Bcc: Bankitalia  accelera tempi riforma

La riforma delle Bcc accelera i tempi e si avvia a vedere già entro il 2017, quasi un anno prima della scadenza, la nascita di due grandi gruppi coagulati attorno a Iccrea e alla trentina Cassa Centrale Banca (più il gruppo provinciale di Bolzano), ai quali aderiranno le 355 Bcc italiane. L’obiettivo è quello di ridurle a 120 e dare vita a due fra i 10 maggiori gruppi bancari del Paese. Il passo decisivo - dopo mesi di trattative e discussioni che hanno provocato anche tensioni all’interno del mondo cooperativo - è arrivato dalla Banca d’Italia, che ha emanato le norme di attuazione della legge di febbraio e certificato ciò che era oramai nei fatti: non più un gruppo unico ma due, perché via Nazionale “non fa il tifo per la costituzione di un gruppo delle Bcc o di due” ha spiegato il responsabile vigilanza, Carmelo Barbagallo, ma baderà a che quelli che nasceranno con la riforma arrivino presto, già nel 2017, e siano soprattutto “robusti”.

Insomma, non un via libera ma di certo la constatazione che, nonostante i mesi di tentativi nel tenere assieme in un unico grande gruppo, la frattura c’è. Soprattutto non si possono integrare delle realtà che non sono coese e anzi rischierebbero di paralizzare tutto. Quindi è meglio partire e anche in fretta per poter sfruttare tutti i vantaggi della riforma e affrontare un 2017 e un 2018 ancora pieni di incertezze.

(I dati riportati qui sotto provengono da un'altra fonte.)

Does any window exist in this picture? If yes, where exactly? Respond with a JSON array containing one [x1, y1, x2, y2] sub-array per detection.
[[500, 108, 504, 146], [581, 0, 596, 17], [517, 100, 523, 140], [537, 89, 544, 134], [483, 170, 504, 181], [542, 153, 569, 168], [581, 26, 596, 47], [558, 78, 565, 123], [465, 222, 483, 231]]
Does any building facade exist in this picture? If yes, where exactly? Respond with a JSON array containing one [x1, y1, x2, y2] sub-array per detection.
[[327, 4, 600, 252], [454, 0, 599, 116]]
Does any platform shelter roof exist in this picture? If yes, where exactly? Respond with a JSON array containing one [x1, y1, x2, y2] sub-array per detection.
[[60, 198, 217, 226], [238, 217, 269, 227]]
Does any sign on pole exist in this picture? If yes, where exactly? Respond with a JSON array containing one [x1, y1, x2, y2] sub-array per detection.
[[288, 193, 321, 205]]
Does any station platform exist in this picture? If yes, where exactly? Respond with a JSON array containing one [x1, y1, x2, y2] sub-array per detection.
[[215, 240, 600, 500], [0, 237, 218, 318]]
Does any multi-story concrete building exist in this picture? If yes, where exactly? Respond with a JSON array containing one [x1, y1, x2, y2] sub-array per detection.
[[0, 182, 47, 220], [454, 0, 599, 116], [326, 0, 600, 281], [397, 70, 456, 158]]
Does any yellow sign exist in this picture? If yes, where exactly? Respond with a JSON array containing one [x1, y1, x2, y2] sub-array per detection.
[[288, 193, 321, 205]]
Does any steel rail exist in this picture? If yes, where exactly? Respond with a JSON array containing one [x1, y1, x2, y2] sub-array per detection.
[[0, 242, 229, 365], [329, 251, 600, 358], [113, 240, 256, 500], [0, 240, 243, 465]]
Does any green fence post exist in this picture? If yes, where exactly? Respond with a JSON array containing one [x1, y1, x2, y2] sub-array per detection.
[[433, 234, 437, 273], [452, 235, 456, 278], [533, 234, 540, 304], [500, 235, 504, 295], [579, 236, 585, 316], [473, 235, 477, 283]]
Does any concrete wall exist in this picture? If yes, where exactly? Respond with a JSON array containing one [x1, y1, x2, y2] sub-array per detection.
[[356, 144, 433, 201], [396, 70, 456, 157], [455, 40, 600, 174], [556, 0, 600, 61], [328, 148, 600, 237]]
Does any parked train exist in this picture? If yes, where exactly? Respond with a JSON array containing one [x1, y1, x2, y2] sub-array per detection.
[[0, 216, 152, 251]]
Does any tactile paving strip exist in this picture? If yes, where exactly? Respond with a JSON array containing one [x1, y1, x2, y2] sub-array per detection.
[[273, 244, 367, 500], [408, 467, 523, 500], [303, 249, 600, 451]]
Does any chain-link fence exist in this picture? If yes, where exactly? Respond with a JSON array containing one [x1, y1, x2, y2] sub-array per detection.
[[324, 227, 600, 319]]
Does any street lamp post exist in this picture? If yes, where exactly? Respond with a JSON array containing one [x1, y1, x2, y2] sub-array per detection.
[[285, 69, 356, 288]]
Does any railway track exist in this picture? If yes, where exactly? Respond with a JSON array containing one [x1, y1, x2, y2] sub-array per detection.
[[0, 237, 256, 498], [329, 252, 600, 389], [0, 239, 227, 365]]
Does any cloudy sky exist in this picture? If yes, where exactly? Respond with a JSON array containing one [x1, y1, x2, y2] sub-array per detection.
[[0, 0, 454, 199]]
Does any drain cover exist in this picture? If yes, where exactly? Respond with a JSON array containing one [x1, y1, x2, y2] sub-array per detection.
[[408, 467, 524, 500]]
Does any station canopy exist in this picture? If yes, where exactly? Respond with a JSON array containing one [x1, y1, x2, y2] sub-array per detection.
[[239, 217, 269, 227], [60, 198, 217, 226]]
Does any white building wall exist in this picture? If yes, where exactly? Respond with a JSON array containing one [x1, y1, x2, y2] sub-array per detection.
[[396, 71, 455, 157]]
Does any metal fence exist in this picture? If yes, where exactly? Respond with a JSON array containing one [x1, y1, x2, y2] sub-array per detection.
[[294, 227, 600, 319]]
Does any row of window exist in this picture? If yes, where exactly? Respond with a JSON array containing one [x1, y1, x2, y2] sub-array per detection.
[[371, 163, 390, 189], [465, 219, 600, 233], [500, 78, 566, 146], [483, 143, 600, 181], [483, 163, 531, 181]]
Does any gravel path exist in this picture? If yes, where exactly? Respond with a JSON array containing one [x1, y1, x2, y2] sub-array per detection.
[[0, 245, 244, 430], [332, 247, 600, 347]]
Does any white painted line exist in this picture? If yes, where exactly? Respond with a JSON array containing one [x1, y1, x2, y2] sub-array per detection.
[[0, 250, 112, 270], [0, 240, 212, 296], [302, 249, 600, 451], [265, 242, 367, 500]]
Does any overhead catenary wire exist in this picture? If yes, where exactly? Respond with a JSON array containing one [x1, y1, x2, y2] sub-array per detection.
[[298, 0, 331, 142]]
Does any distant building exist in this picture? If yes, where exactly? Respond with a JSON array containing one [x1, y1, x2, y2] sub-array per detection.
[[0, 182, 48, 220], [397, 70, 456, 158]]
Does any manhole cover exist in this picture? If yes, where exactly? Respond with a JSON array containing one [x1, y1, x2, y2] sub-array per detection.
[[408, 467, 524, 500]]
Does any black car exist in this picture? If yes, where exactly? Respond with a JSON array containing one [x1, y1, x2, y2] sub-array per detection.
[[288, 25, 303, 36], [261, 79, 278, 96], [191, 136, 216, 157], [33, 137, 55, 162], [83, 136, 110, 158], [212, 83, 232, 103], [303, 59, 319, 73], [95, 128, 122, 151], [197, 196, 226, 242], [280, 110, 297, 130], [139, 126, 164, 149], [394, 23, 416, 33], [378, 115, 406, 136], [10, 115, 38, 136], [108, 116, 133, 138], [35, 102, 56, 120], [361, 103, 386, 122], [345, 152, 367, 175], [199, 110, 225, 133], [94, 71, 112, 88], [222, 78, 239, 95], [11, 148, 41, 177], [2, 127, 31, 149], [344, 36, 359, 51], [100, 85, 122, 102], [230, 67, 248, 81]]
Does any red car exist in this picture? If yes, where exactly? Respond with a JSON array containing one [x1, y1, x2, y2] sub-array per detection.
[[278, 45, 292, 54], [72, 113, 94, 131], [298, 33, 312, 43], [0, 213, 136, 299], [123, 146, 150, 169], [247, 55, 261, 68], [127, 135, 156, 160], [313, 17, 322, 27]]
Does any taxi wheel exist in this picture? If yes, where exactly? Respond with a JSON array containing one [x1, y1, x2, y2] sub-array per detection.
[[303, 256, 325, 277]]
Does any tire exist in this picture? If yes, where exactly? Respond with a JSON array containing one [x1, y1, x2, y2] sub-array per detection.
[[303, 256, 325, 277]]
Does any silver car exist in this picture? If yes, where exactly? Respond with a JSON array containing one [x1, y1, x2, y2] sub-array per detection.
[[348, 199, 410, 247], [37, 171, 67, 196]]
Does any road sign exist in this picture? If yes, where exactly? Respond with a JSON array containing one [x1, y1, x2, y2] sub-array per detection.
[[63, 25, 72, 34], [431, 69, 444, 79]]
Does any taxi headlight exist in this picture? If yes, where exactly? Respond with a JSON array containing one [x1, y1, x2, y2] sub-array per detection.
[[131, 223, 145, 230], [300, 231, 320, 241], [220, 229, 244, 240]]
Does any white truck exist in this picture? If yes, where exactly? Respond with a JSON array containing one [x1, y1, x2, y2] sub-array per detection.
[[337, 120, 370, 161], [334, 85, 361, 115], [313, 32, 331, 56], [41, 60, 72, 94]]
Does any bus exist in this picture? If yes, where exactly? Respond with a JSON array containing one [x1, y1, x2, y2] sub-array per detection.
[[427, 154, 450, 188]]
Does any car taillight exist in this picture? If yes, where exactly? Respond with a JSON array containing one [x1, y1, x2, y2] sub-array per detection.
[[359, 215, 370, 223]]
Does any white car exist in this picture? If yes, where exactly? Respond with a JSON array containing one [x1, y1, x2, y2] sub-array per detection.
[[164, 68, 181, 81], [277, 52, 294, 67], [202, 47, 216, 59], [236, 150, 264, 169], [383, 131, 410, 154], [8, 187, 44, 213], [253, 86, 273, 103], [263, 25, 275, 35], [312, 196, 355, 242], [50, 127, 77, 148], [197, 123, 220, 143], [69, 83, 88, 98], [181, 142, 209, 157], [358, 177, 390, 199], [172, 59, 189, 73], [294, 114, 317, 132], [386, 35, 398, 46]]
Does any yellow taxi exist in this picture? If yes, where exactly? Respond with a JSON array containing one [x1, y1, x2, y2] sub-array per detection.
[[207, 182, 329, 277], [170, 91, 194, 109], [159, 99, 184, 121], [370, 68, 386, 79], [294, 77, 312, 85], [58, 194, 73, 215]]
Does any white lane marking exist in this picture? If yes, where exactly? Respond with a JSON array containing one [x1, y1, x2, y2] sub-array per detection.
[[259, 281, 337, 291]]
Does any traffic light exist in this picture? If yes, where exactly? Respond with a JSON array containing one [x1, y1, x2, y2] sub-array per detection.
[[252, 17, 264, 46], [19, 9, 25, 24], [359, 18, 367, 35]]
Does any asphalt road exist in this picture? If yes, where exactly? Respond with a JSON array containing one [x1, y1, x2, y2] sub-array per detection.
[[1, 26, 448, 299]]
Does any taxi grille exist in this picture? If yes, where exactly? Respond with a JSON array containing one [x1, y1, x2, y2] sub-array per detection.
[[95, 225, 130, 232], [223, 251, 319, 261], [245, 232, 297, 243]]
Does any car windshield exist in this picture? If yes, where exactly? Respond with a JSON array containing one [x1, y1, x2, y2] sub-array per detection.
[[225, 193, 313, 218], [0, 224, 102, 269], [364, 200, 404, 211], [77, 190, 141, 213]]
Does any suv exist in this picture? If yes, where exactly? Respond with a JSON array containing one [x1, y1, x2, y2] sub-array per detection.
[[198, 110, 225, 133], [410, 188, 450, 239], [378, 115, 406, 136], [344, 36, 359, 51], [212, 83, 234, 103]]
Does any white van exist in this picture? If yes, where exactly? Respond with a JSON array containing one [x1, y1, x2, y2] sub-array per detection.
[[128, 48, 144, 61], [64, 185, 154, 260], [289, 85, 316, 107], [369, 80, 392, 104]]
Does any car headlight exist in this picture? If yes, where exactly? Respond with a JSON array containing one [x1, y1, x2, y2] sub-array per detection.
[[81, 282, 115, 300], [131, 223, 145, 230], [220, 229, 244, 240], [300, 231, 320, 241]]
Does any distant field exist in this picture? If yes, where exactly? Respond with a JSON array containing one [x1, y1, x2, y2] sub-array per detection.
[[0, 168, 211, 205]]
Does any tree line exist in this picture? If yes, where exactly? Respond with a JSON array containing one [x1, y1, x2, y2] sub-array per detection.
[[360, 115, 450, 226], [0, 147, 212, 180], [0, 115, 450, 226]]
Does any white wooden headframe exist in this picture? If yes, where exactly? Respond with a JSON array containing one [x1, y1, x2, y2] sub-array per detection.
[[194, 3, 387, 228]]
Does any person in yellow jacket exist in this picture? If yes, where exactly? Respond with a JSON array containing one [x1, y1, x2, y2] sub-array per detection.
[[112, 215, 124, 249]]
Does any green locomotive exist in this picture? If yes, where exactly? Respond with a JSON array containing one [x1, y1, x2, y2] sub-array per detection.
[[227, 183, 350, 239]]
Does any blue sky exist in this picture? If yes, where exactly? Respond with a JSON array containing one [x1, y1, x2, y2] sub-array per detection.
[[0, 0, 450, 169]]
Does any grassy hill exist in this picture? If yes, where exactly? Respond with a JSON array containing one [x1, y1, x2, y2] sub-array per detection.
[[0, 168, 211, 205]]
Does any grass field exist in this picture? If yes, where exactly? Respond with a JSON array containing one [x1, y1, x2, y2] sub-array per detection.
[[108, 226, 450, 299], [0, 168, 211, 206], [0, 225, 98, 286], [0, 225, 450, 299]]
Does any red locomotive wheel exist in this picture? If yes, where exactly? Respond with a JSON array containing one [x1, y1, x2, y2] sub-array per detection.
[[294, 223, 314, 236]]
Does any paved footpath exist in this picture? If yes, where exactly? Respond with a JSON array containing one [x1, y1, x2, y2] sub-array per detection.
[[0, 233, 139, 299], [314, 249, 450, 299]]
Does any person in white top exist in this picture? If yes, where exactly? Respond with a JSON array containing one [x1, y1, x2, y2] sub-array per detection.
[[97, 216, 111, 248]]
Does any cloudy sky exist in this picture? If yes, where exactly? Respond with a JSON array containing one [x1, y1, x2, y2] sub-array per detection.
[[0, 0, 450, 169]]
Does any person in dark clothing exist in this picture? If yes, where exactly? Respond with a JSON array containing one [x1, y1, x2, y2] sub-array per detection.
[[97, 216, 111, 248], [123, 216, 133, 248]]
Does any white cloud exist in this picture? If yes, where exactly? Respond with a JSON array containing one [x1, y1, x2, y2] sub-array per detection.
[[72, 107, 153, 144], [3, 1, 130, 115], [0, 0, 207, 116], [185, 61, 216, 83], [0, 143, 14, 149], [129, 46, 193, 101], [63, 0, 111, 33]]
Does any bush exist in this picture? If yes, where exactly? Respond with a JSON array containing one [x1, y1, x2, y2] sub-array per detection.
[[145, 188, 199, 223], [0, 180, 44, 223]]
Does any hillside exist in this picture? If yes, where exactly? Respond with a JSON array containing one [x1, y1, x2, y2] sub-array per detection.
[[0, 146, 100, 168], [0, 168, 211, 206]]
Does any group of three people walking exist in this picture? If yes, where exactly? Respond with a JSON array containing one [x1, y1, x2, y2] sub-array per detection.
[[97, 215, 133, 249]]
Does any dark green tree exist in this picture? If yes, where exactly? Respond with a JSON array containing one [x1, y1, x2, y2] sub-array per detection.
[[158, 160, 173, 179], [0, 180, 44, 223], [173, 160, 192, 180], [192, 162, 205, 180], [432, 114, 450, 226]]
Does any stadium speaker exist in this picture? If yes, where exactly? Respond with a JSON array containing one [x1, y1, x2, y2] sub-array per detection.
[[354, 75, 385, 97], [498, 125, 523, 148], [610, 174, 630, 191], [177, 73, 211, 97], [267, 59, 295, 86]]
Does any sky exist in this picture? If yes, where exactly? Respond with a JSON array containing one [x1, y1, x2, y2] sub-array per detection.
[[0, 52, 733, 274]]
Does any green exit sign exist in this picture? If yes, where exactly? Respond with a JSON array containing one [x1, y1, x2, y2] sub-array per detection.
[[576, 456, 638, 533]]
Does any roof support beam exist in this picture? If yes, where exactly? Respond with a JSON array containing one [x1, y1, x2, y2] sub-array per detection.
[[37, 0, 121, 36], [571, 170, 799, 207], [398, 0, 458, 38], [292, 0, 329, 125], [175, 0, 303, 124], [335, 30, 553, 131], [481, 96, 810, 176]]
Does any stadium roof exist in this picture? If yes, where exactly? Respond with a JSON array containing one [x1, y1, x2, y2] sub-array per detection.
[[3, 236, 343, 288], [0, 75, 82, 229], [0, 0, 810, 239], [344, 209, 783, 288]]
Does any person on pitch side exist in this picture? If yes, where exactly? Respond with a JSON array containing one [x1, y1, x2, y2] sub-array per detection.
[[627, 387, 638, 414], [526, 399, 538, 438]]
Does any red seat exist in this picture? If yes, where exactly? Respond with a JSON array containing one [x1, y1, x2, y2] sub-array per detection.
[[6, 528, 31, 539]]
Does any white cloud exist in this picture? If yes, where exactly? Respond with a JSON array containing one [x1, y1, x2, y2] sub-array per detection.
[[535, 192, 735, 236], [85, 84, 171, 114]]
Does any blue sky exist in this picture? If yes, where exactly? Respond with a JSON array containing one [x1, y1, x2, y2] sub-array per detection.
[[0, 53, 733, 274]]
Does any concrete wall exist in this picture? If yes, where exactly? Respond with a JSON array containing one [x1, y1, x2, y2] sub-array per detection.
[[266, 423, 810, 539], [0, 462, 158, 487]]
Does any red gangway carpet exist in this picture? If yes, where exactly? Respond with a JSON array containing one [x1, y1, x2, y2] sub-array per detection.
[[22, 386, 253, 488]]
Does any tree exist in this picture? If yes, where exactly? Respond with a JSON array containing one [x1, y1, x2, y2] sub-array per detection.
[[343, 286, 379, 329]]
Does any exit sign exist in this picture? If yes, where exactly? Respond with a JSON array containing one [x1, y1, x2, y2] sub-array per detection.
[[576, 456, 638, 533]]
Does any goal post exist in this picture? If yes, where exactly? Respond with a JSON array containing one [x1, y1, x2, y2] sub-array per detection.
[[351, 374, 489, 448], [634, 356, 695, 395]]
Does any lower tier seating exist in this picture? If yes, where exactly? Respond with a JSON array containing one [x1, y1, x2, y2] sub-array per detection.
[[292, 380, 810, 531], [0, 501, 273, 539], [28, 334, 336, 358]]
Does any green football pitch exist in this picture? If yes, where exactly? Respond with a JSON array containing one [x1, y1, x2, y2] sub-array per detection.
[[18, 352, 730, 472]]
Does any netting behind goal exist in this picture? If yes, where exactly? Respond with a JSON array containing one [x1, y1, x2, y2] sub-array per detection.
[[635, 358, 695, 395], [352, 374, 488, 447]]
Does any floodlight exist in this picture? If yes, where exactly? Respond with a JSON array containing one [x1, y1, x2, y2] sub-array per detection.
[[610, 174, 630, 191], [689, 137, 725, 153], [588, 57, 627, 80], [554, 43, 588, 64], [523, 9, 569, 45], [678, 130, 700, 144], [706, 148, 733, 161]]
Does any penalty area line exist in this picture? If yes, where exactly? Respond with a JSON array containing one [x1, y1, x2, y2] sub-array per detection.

A via Nazionale si attende così che già all’inizio del prossimo anno - o anche prima - arrivino le istanze di costituzione per arrivare alla partenza entro 6-12 mesi, ben prima quindi del termine massimo fissato a maggio del 2018. Certo bisognerà vedere se la Cassa Centrale (che raggruppa un numero di banche dell’area del Nord Est e altre sul territorio nazionale) avrà tutti i requisiti e numeri necessari per costituire il proprio gruppo (almeno un miliardo di euro di capitale). E poi partirà la fase di realizzazione oltre che di scelta dei componenti del Cda della holding e dei dirigenti. Arrivi dall’“esterno” del mondo cooperativo non sono obbligatori ma nemmeno esclusi. Certo, chiunque andrà, dovrà saper parlare inglese e avere esperienza internazionale visto che a vigilare i gruppi sarà la Banca centrale europea. Il gruppo disegnato dalla riforma vedrà così in cima una capogruppo che, in caso di difficoltà delle banche aderenti, potrà far ricorso rapidamente al mercato dei capitali (e aprire il suo azionariato fino al 49 per cento) oppure attingere al capitale in eccesso (rispetto ai requisiti prudenziali) delle aderenti. Una misura che aveva provocato mugugni nel comparto. In contropartita la capogruppo avrà poteri di coordinamento e controllo che possono aumentare proporzionalmente alla rischiosità della banca e disporre di strumenti di “early warning”. Questo in modo da evitare situazioni di “moral hazard” di realtà magari piccole, ma potenzialmente in grado di generare danni. Nemmeno le banche “virtuose” potranno essere autonome e le subholding non potranno essere un centro di potere aggiuntivo. Sulla vigilanza comunque la partita è aperta. Spetta alla Bce (e la decisione sulla risoluzione all’Srb di Bruxelles) sul gruppo, ma proprio per la polverizzazione sul territorio delle banche aderenti un ruolo della Banca d’Italia è probabile.